Real World Crypto 2021 - Session 13: Invited Talk
RWC2021 · Real World Crypto
Anna Lysyanskaya (Brown Uni) / Privacy-Preserving Authentication – From Theory to Practice video
What makes ‘you’, you?
- offline - I think, therefore I am (after Descartes)
- online - I login, therefore I am
Nowadays, this is embodied by cloud providers - you log-in to them, they do the rest
But here’s an alternative: “Self-sovereign Identity”
- no-one can act on your behalf - your crypto PK is needed for that
- you can make assertions on your identity without needy cloudy help
- no-one else controls your data
The term was introduced in The path to self-soverereign identity
But it isn’t very academic, and doesn’t mention David Chaum who in 1984 wrote A New Paradigm for Individuals in the Information Age in which individuals go by different pseudonyms on each service they use, and can ‘inject’ their pseudonym into the digitally signed credentials issued by those services without wrecking its signature
Tim Berners-Lee is also looking to do this with his SOLID concept
If you don’t care about privacy then existing digital signatures are just fine.
But for privacy-preserving cases you end up needing ZK proofs, secure two-party computation, etc.
Anonymous Credentials: you have a privacy-conscious user, and a verifier.

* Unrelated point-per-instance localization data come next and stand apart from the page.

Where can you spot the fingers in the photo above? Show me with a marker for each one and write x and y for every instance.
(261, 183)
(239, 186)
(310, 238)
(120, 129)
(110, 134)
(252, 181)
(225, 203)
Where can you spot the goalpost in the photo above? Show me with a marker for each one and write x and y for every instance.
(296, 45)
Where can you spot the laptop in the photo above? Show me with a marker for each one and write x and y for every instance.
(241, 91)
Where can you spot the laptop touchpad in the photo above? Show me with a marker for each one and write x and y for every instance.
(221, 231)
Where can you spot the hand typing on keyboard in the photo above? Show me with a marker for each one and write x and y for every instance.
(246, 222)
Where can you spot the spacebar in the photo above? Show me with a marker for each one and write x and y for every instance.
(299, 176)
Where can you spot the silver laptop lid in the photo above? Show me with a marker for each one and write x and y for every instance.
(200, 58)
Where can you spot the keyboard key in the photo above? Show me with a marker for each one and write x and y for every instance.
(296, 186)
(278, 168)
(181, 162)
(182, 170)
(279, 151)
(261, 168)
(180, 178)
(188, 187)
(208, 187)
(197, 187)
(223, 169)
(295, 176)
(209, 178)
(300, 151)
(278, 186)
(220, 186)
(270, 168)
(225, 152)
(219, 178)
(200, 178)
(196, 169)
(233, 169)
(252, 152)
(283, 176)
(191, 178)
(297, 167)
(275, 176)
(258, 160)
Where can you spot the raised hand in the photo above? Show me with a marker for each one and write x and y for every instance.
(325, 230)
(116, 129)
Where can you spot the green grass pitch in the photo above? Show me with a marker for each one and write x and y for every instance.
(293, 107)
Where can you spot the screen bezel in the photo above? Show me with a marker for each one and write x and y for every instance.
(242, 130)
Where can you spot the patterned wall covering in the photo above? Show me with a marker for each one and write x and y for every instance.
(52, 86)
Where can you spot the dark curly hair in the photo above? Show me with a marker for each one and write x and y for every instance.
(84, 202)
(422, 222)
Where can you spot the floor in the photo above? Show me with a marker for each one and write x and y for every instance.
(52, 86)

If you identify yourself with the same thing across sites (e.g. a certificate) then you lose anonymity eventually because all the verifications could be linked. Instead:
- user : give me access
- verifier : convince me you’re authorized
- user : here’s a ZK proof: a commitment C to my identity/secret key, and a ZK proof of knowledge of the CA’s signature on C’s content
Commitment schemes could be: Pedersen, Fujisaki-Okamoto, Groth-Sahai
AnonCred systems can include other features:
- attributes and selective disclosure;
- limited-use creds - applns in ecash like spend upto $X anonymously but not more;
- identity escrow - remain anonymous but permit selective decryptions in emergency
- revocation
Some implementations: DAA (present in TPM chipsets); Idemix; Hyperledger Indy
Is anything standardized? It’s tricky… cryptographers approaches to AnonCred systems is “too complex for a reasonable standard” (ie.. for non crypto-folk to get)
Maybe they just need rebranding… Mercurial Signature Scheme.

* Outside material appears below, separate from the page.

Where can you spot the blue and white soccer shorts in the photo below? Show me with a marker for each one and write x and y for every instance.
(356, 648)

Here: rather sign one message, you sign a ‘representative of an equivalence class of messages’, using not one public key, but a ‘representative of an equivalence class fo public keys’
Property: for preservation of privacy, it must be hard to determine if two X’s belong to the same equivalence class.
For public keys, two PKs might be considered equivalent if they have the same underlying private key.
Alternative: Ring Signatures
Real-world application: Anonymous Hardware Attestation AHA
CA->Boot-loader->OS->App->Data with credentials at each stage signed up upstream.